The mayor of Beit Sahour urged the US Consulate to pressure Israel to begin hospital construction, while settlers began weekly demonstrations at the site calling on Israel to quash the project, according to consulate files obtained through WikiLeaks.
It was “interesting” that settlers had “no religious, legal, or ... security claim to that land,” wrote consulate staffer Matt Fuller at the time, in an email he shared with the AP. “They just don’t want the Palestinians to have it — and for a hospital no less — a hospital that would mean fewer permits for entry to Jerusalem for treatment.”

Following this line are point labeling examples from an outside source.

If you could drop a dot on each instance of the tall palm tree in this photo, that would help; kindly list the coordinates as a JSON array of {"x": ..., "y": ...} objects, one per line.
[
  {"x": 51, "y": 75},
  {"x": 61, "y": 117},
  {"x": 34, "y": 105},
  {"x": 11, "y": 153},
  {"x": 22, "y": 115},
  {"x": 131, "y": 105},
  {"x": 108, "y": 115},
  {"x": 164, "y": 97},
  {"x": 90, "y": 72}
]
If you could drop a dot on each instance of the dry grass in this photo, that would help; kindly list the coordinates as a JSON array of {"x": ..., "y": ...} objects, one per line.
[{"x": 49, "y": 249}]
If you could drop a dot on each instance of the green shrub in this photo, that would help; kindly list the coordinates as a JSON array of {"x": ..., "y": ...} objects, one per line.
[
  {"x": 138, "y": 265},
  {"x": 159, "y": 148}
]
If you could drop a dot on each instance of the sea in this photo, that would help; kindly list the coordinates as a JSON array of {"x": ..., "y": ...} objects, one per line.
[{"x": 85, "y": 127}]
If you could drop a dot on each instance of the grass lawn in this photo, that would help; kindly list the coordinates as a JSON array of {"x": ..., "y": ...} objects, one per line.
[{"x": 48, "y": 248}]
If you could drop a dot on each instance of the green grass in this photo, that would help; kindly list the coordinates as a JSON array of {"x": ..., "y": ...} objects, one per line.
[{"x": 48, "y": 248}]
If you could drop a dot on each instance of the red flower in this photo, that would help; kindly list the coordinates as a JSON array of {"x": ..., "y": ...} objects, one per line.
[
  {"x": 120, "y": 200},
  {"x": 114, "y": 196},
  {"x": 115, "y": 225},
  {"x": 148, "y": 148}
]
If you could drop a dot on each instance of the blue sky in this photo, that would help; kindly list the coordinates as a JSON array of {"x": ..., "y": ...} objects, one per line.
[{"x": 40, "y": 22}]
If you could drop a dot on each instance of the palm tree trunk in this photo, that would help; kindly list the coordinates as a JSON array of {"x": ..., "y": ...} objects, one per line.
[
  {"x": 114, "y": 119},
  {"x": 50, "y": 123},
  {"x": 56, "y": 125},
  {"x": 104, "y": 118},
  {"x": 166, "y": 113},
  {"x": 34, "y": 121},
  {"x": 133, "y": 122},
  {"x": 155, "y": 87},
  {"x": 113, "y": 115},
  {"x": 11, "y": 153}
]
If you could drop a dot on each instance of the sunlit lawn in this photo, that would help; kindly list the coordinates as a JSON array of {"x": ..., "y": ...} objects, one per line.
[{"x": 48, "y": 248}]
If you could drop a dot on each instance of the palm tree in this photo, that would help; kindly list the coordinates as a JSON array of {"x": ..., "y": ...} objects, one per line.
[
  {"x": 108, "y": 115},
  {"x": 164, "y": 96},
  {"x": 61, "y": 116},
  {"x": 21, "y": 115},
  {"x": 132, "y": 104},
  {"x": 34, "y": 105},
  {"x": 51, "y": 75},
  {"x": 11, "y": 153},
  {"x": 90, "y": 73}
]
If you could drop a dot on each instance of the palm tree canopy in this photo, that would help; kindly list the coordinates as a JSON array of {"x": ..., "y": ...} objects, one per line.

The hospital was never built. The site was converted into a military base after the Netanyahu government came to power in 2009. From there, settlers quickly established a foothold by creating makeshift cultural center at the site, putting on lectures, readings and exhibits
Speaking to the AP, Ehud Olmert, the Israeli prime minister at the time the hospital was under discussion, said that was the tipping point.
“Once it is military installation, it is easier than to change its status into a new outpost, a new settlement and so on,” he said.
Olmert said Netanyahu — who has served as prime minister nearly uninterrupted since then — was “committed to entirely different political directions from the ones that I had,” he said. “They didn’t think about cooperation with the Palestinians.”
Palestinians say the land is theirs
The continued legalization of settlements and spiking settler violence — which rose by 27 percent in 2025, according to Israel’s military — have cemented a fearful status quo for West Bank Palestinians.
The land now home to Yatziv was originally owned by Palestinians from Beit Sahour, said the town’s mayor, Elias Isseid.
“These lands have been owned by families from Beit Sahour since ancient times,” he said.
Isseid worries more land loss is to come. Yatziv is the latest in a line of Israeli settlements to pop up around Beit Sahour, all of which are connected by a main highway that runs to Jerusalem without entering Palestinian villages. The new settlement “poses a great danger to our children, our families,” he said.
A bypass road, complete with a new yellow gate, climbs up to Yatziv. The peace park stands empty.